Обычно по вечерам инженер уезжал в город: щелкал ключ в двери кабинета, стучали шаги по лестнице, и спокойный, слегка деланный голос произносил в передней:
– Скажите барыне, что я буду ужинать в городе.
Прислуга не докладывала, а просто накрывала стол на два прибора. Дети ужинали раньше, и сестра, проверив уроки сына и уложив девочку, надевала свой капотик и спускалась в столовую; после девяти часов не приходилось ждать на городской окраине случайных гостей, да и вообще они были большой редкостью в доме.
Ели мы весело, возбужденно и торопливо болтая вздор. Закусив, сейчас же уходили в гостиную и усаживались за маленький столик. И тогда начиналось то, что нельзя не назвать бессмыслицей, но что для нас было «ниспровержением существующего строя». Здравому смыслу, размеренному укладу жизни мы наносили удар, от которого страдали только мы же. В этом прежде всего и выражался бунт сестры и мое в нем соучастие.
Оба мы были азартны до самозабвения, типичные и беспардонные игроки. Мы играли в скучнейшую из игр – шестьдесят шесть, но играли так, как нормальные люди не играют. Сдавая карты, беря взятки, мы произносили бессмысленные слова на каком-то собственном сумбурном жаргоне, угрожали друг другу, давали клятвы, лихорадочно ждали полосы счастья. Играли всегда на деньги, которых у меня не было и которые сестре не были нужны; и все же волновались при проигрышах и радовались, выиграв рубль. Играли мы настолько ровно и так часто, что почти не приходилось расплачиваться, да и не это нас занимало. Мы записывали результаты, чтобы продолжать игру на другой день.
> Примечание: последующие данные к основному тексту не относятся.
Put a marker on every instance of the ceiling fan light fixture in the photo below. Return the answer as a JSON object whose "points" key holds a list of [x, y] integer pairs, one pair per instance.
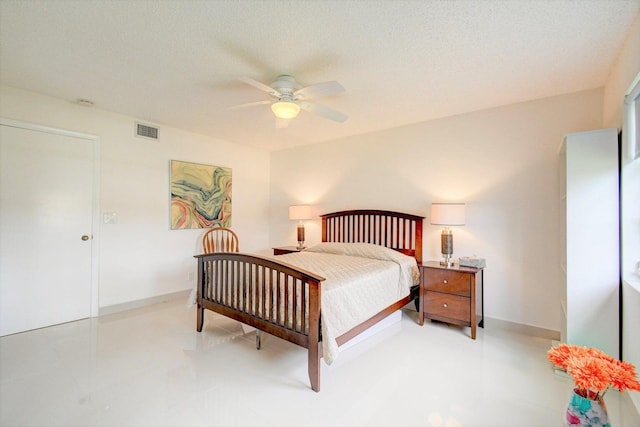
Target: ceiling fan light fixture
{"points": [[285, 109]]}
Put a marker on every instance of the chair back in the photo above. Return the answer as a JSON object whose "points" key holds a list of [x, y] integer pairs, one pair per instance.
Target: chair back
{"points": [[220, 239]]}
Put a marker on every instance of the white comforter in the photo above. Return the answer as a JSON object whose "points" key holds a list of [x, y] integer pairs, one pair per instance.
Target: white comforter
{"points": [[361, 280]]}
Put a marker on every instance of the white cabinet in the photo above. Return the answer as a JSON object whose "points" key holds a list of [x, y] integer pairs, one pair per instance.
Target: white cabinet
{"points": [[590, 250]]}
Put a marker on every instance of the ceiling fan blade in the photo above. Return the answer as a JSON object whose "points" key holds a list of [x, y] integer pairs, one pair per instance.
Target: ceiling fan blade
{"points": [[282, 123], [249, 104], [259, 85], [320, 89], [321, 110]]}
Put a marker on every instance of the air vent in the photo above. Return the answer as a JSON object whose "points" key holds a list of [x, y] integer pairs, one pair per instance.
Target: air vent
{"points": [[146, 131]]}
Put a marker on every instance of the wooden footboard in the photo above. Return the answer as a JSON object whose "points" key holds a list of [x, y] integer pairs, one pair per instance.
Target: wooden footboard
{"points": [[274, 297]]}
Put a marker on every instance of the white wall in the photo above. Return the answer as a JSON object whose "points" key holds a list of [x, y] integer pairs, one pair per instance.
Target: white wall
{"points": [[623, 72], [140, 257], [502, 162]]}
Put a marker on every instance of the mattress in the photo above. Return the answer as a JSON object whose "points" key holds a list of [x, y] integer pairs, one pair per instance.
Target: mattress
{"points": [[361, 280]]}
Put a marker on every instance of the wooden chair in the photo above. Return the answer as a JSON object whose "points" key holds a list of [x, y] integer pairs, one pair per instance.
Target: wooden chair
{"points": [[220, 239]]}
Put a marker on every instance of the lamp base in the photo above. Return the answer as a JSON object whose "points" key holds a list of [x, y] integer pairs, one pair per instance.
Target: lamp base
{"points": [[447, 261]]}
Часу в первом ночи возвращался инженер и, не заглянув к нам, уходил к себе. На момент его возвращения мы остывали и сидели смущенно; когда же наверху хлопала дверь кабинета, игра разгоралась.
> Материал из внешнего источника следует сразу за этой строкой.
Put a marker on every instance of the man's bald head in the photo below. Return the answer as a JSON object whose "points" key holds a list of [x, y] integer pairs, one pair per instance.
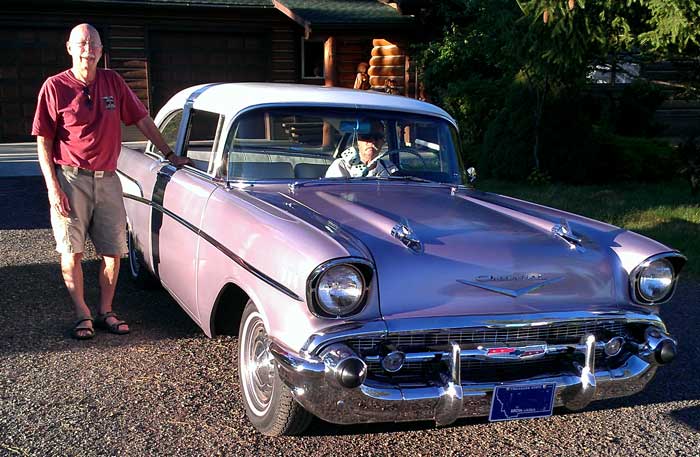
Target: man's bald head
{"points": [[80, 31], [85, 47]]}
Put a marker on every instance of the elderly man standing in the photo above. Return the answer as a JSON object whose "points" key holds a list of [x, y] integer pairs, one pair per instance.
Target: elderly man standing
{"points": [[78, 129]]}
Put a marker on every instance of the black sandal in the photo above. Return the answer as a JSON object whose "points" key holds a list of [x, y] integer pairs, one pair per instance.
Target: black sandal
{"points": [[101, 321], [81, 332]]}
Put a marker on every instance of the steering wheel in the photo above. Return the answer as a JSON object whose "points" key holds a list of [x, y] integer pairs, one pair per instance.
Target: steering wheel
{"points": [[399, 151]]}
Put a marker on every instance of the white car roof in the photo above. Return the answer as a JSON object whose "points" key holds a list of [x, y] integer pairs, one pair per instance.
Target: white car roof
{"points": [[230, 99]]}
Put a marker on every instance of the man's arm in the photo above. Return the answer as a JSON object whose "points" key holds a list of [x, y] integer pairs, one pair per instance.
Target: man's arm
{"points": [[57, 198], [149, 129]]}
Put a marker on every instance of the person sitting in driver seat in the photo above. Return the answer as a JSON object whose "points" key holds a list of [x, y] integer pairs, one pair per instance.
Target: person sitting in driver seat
{"points": [[362, 157]]}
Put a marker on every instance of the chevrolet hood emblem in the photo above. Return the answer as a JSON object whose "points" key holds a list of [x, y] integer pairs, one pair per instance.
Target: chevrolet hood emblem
{"points": [[482, 282]]}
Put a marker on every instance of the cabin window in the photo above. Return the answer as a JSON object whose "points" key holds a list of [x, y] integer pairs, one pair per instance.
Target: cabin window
{"points": [[312, 59]]}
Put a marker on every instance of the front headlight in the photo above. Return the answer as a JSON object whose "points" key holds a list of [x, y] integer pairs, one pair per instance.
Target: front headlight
{"points": [[654, 280], [338, 288]]}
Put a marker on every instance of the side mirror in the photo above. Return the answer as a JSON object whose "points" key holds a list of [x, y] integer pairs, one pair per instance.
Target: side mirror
{"points": [[471, 174]]}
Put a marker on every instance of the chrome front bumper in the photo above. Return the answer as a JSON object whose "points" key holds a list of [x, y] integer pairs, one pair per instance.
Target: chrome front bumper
{"points": [[318, 385]]}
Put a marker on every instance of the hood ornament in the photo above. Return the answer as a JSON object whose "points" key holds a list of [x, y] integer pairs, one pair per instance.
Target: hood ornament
{"points": [[563, 231], [482, 282], [407, 236]]}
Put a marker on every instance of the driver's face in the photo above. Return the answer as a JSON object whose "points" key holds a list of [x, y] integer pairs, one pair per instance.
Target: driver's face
{"points": [[369, 145]]}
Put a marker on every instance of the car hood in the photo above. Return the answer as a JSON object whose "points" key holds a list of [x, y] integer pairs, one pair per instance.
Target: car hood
{"points": [[476, 256]]}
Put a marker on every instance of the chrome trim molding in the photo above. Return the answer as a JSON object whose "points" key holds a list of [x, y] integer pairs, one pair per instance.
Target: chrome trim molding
{"points": [[230, 254]]}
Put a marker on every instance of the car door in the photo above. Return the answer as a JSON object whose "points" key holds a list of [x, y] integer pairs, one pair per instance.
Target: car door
{"points": [[183, 194]]}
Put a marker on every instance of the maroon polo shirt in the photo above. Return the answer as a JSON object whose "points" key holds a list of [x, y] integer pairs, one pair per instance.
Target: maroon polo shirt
{"points": [[85, 120]]}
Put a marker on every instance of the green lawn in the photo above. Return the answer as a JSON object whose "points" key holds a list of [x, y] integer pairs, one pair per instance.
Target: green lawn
{"points": [[665, 212]]}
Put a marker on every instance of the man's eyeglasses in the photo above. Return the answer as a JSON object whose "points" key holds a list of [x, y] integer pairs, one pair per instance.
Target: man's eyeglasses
{"points": [[85, 44], [86, 93], [370, 136]]}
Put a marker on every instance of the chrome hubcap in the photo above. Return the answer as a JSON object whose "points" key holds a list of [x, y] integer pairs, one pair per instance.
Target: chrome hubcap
{"points": [[257, 369]]}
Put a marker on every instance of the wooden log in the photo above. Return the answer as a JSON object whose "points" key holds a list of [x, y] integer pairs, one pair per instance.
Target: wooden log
{"points": [[119, 63], [134, 74], [381, 80], [382, 42], [137, 84], [386, 51], [395, 71], [383, 89], [329, 62], [381, 61]]}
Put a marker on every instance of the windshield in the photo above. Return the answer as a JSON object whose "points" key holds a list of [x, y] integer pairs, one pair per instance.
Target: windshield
{"points": [[322, 143]]}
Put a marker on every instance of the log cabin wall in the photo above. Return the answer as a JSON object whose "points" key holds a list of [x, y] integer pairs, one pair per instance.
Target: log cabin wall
{"points": [[350, 52], [157, 50]]}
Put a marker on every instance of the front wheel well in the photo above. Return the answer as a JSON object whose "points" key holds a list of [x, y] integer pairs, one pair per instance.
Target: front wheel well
{"points": [[228, 309]]}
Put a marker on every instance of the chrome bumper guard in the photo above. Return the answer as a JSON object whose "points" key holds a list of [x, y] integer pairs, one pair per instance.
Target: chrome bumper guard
{"points": [[334, 387]]}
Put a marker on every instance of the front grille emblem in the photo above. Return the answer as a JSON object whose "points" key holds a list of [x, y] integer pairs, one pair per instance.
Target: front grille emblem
{"points": [[534, 351]]}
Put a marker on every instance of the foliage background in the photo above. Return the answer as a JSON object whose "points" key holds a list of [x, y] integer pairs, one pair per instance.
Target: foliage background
{"points": [[514, 75]]}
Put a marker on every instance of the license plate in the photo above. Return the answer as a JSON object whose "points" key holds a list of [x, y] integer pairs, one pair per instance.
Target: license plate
{"points": [[523, 401]]}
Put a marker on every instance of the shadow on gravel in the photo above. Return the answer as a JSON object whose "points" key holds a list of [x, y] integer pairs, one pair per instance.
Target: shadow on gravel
{"points": [[688, 416], [24, 203], [37, 314]]}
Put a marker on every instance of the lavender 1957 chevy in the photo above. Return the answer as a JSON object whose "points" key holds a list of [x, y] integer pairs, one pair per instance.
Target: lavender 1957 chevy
{"points": [[398, 295]]}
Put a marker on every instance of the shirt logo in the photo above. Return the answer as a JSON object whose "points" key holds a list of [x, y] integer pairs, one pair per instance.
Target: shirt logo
{"points": [[109, 102]]}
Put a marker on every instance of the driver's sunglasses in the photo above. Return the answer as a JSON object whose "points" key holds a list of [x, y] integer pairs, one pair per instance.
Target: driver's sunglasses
{"points": [[86, 93], [370, 137]]}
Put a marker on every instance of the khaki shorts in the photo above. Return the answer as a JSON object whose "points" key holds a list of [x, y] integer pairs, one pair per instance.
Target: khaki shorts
{"points": [[97, 210]]}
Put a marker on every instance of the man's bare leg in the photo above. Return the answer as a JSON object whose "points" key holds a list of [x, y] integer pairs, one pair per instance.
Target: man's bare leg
{"points": [[109, 273], [72, 271]]}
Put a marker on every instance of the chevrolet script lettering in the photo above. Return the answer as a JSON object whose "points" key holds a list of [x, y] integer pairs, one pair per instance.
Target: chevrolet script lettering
{"points": [[512, 277]]}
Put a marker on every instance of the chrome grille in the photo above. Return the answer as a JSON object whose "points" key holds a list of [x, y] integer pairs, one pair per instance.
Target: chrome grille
{"points": [[481, 370], [570, 332], [485, 370]]}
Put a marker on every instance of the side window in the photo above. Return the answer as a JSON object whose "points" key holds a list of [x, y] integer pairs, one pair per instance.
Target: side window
{"points": [[202, 138], [169, 130]]}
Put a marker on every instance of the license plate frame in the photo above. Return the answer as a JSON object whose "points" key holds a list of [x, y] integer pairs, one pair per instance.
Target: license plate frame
{"points": [[522, 401]]}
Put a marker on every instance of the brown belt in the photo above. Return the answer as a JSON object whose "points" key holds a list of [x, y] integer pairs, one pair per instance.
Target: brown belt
{"points": [[83, 171]]}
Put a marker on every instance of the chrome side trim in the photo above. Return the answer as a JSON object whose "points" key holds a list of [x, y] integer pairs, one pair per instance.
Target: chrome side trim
{"points": [[230, 254], [339, 332]]}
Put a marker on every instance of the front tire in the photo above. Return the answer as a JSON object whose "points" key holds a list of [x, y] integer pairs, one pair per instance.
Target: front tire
{"points": [[268, 402]]}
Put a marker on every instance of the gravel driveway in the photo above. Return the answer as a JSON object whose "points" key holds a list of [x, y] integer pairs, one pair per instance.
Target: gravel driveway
{"points": [[167, 389]]}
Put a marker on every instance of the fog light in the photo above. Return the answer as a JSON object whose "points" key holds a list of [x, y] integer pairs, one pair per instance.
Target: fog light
{"points": [[665, 352], [393, 361], [614, 346], [351, 372]]}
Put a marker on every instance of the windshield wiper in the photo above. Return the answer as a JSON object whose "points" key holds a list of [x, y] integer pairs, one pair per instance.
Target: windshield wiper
{"points": [[407, 178]]}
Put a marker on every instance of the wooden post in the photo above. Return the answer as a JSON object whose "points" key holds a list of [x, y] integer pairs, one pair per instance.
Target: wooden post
{"points": [[329, 65]]}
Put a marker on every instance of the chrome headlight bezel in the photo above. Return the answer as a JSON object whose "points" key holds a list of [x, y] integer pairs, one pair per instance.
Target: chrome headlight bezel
{"points": [[674, 260], [365, 271]]}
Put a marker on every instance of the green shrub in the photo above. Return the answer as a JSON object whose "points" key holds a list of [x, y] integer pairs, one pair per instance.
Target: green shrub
{"points": [[634, 113]]}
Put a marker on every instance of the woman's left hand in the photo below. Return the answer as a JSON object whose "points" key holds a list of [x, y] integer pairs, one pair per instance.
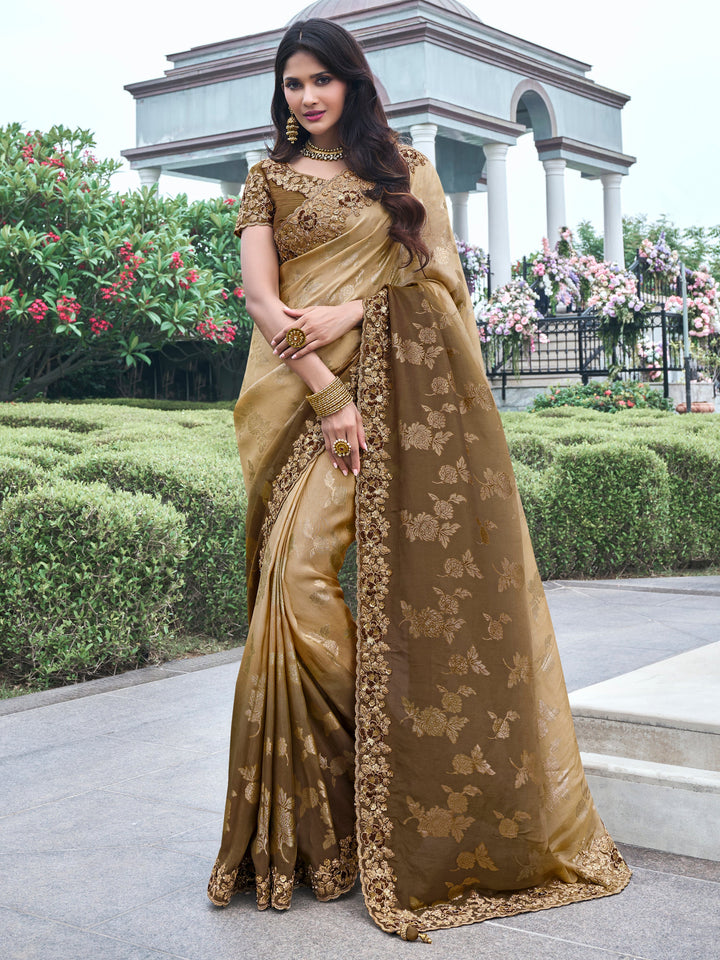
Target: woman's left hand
{"points": [[321, 325]]}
Мы играли ночи напролет. Отлично понимали, что это – безумие, но в том и был соблазн. Если бы не были братом и сестрой, мы были бы, вероятно, страстными любовниками. Теперь мы только отрицали мир и уходили в свой собственный, искусственно заполненный нелепостью и азартом. Мы вполне заслуживали в эти часы глубокое презрение инженера и няньки. Растрепанные и бледные от волнения, мы быстрым механическим движением сдавали и разбирали карты, неустанно произнося условную чепуху. Часы мелькали, но нам не было до них дела.
Иногда ночью просыпался голод, знакомый всем картежникам, и тогда сестра тихо проникала в кухню, отыскивала остатки ужина, и мы спешно ели, не переставая играть и жалея о затраченных на малый перерыв минутах. Я пил пиво, и помню, как пролитые на пол капли привлекали маленькое стадо черных тараканов, которых никак не могли вывести в старом особняке. Тараканы шевелили усами и с изумлением смотрели на нас, – но нам некогда было ими заниматься. Мы сдавали, ходили, отмечали, бормотали слова и не замечали времени.
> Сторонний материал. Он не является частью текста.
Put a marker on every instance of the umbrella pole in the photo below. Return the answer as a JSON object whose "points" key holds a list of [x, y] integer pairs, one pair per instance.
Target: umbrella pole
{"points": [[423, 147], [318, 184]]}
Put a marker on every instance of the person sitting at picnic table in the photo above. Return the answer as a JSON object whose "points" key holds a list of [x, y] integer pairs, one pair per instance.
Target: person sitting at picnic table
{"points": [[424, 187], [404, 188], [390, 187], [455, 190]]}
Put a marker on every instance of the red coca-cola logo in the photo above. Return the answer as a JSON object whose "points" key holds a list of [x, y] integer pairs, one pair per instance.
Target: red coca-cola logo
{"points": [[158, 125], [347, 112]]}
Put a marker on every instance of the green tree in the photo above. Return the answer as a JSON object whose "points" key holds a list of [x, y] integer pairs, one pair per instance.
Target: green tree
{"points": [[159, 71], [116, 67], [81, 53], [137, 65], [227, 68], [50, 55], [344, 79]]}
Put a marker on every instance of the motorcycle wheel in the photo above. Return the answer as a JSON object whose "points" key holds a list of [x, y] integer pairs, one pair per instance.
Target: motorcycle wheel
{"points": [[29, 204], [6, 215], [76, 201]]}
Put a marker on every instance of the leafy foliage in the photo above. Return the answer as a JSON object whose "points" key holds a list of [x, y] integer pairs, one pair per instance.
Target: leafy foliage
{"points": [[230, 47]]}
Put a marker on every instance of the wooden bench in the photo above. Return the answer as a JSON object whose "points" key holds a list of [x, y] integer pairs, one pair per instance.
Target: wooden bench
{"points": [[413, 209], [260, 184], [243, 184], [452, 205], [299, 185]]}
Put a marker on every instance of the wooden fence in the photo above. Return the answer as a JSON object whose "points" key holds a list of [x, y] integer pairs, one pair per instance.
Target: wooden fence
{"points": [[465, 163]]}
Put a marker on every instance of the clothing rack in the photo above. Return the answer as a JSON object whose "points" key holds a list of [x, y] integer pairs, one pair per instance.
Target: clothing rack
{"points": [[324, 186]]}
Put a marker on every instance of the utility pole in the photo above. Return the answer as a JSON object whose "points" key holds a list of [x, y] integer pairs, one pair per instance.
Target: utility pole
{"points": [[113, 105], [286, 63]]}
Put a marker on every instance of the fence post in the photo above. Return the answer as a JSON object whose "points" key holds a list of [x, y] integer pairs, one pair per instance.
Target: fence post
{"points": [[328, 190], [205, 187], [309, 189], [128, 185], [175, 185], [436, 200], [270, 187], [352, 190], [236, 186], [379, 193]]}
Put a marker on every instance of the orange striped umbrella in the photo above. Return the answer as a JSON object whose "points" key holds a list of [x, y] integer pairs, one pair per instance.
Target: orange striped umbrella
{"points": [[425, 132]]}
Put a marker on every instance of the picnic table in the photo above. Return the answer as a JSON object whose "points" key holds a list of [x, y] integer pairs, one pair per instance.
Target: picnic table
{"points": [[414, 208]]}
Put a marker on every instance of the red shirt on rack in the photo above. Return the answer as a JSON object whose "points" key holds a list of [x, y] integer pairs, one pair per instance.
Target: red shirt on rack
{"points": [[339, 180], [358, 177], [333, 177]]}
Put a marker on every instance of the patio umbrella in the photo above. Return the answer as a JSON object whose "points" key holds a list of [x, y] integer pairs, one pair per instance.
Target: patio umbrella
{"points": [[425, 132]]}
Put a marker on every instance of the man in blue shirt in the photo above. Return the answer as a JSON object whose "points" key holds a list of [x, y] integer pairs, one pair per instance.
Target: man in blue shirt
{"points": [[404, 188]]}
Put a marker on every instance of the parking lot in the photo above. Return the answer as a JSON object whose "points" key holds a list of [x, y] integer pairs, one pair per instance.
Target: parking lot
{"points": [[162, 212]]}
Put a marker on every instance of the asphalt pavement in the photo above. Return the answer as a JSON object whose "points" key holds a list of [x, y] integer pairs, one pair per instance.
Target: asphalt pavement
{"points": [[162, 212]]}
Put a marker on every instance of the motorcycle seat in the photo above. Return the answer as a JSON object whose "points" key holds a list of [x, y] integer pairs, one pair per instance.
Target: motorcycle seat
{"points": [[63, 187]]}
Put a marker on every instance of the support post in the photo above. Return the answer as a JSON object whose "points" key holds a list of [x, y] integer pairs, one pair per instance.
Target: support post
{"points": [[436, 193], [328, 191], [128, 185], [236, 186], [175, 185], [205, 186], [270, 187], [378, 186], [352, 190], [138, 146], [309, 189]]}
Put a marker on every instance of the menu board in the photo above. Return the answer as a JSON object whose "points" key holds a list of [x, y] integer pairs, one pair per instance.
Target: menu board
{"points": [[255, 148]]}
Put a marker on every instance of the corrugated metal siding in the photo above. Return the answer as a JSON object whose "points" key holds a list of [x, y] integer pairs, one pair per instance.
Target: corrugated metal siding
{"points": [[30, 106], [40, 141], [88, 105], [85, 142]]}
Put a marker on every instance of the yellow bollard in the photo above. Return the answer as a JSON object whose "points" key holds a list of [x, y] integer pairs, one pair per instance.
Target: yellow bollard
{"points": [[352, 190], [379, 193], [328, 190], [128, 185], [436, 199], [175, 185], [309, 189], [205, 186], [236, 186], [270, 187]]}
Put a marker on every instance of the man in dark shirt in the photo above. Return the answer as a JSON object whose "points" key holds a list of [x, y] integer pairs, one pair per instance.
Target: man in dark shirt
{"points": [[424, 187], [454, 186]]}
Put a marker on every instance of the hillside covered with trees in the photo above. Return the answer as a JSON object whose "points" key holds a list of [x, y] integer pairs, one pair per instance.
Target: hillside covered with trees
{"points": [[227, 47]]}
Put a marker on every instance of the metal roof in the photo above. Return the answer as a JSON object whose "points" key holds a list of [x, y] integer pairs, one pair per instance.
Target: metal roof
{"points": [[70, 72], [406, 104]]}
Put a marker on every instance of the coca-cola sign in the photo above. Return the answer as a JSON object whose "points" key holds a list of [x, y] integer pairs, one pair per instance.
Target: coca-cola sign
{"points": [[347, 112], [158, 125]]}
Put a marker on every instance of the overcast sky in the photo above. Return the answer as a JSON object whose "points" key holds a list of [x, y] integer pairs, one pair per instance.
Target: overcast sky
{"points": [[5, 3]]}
Случалось, что в доме начинали просыпаться, а мы все еще не могли бросить игры. Первой вставала няня и шлепала туфлями мимо нашей притворенной двери; тогда наша бессвязная речь переходила в шепот. Но прислуга уже привыкла к нашему ночному беспутству; мы боялись только, чтобы нас не застали дети, особенно Володя, рано уезжавший в гимназию. Заслышав шаги наверху, мы быстро собирали карты и – если было лето – через балконную дверь убегали в сад, в запущенную его часть, где был круглый зеленый столик и скамейка. Там еще недолго продолжалась игра, – недолго, потому что мог зайти сюда кто-нибудь из рабочих фабрики. И притом свежий воздух нас трезвил, и тогда сказывалось крайнее ночное утомление. Нужно было только дождаться часа, когда через двор на фабрику проходил инженер; тогда, смущенно улыбаясь, с опухшими глазами, мы прокрадывались обратно в дом и расходились по своим комнатам.
Во сне нам мерещились карты в самых небывалых комбинациях. Вставали к обеду усталыми, вялыми, давая себе слово не проводить больше таких бессмысленных ночей, удерживать друг друга и быть серьезными.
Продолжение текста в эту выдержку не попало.